During some outdoor walks around Wanaka, Jayden was drawn to the natural cycles apparent all around him. Plant life that grew, was consumed and then composted, or recycled according to its kind. He started focusing on corn and cassava starches, sugar cane waste and other plant based materials until he came up with the bottle used today in For The Better Good’s products. Following the biomimicry stream though, Jayden notes that nothing in nature goes to waste and that as things die, they re-purpose. He’s full-on running the business at present but part of Jayden’s ongoing research is working on downstream waste cycles from the timber and other plant based industries where he can extract waste starch to build plastics that fits his present goals, where every bottle FTGG produces could be refilled and reused, recycled up to seven times, and then successfully composted – print label, ink and all.

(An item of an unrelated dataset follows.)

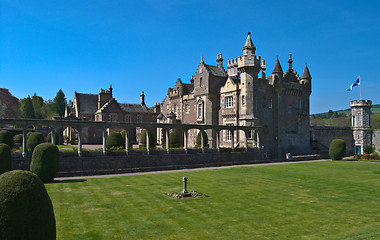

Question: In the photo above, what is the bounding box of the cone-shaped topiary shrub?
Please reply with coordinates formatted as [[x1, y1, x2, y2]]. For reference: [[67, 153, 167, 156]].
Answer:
[[169, 132, 179, 148], [0, 170, 56, 240], [0, 143, 12, 174], [30, 143, 59, 183], [140, 129, 156, 147], [195, 131, 208, 147], [46, 132, 59, 145], [26, 132, 45, 152], [120, 130, 132, 148], [106, 132, 124, 149], [13, 134, 22, 144], [329, 139, 346, 160], [0, 130, 14, 148]]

For The Better Good already has 140 refilling stations around the country and places the bottles can be composted dotted around the show. Jayden’s also looking at collabs with other like-minded innovators who are really heading back to nature in such a smart way that it’s kinda like back to the future. And even though FTBG’s water is amazing – abiding at least 80 years picking up beneficial minerals from the Mamaku Plateau and drawn straight from the source at Blue Springs, Putaruru – Jayden says his company is actually about the packaging. To him, the bottle has become the billboard for a way forward, the start of a conversation to any generation. At Raeward Fresh, we love that our producers are taking products to the next level of both quality and sustainability. We encourage you to get into these bottles, refill and reuse them and then bring them back for composting. And, keep your eye out for this young man and many like him who are helping all of us stay on the winning side of life itself.